The Japanese Pirate whaling fleet is set to depart from Japan this week on a mission to defy international law and international public opinion.
The Japanese whaling fleet in Shimoseki,
making preparations to depart for Antarctica.
The 2006/2007 whaling season in the Antarctic Whale Sanctuary is poised to be the most confrontational and volatile anti-whaling campaign to date.
Sea Shepherd Conservation Society has been planning and preparing this campaign since our last return from Antarctica in early 2006. Our objective is not to document or protest Japanese activities. Our objective is to directly intervene against their illegal activities.
Japanese whaling activity in Antarctica is blatantly illegal. It is a violation of the International Whaling Commission global moratorium on whaling. It is illegal to target endangered fin and humpback whales. It is illegal to kill whales in the Australian Antarctic Territory.
Sea Shepherd volunteers are prepared to enforce the law against the criminal whaling activities of the Japanese whaling fleet.
The eyes of the world will be focused on the harsh and lonely waters along the Antarctic coast in December and January. It will be a classic battle of wits and daring as those who champion life for the whales engage the forces of cruelty, destruction, death, and criminality. It will be a showdown between life and death, good and evil, greed and compassion.
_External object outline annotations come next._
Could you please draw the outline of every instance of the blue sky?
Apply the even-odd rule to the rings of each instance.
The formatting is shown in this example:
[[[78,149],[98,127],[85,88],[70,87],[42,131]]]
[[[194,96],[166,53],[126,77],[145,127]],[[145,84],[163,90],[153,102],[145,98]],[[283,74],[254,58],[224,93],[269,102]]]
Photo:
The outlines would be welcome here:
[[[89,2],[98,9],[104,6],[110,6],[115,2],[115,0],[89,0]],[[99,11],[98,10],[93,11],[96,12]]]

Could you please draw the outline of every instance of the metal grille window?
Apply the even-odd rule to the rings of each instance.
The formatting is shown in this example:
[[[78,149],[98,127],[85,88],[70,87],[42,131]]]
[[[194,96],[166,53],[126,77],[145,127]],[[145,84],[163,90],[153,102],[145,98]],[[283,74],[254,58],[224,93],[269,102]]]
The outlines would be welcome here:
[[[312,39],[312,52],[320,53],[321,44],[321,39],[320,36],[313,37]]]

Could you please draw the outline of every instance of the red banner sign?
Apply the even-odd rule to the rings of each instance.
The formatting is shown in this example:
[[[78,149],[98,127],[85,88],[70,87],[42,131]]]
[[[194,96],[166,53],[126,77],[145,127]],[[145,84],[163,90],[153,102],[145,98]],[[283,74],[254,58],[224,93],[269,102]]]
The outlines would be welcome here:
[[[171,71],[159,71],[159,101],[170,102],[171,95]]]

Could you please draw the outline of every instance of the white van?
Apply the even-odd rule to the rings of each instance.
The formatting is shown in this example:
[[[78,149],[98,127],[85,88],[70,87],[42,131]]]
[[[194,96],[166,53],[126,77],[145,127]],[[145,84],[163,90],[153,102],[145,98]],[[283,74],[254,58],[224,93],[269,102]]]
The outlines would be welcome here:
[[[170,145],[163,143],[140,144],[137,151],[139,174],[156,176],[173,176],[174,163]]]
"Our objective is to place ourselves in harm's way to protect these gentle, intelligent, and socially complex sentient beings," said Founder and President of Sea Shepherd Captain Paul Watson. "I have a courageous crew willing to sacrifice their holidays away from their families and willing to risk their lives in one of the most hostile regions on this planet against one of the most ruthless adversaries on this planet."
"We're ready," said Engineer Willie Houtman from New Zealand. "This will be my third campaign south and I'm feeling confident we can stop the harpoons this season."
The Sea Shepherd crew will include volunteers from Australia, New Zealand, Canada, the USA, Great Britain, Bermuda, France, Hungary, Germany, the Netherlands, Sweden, and Brazil. The crew are men and women from all walks of life ranging in age from 18 to 60.
Last season, the Sea Shepherd crew chased the whalers for more than 3,000 miles along the Antarctic coast. They forced the whaling fleet supply vessel to flee the area and engaged the Japanese fleet three times.
"Last year the fleet was faster than we were and they were able to outrun us." said Captain Watson. "This year we have a few surprises for them."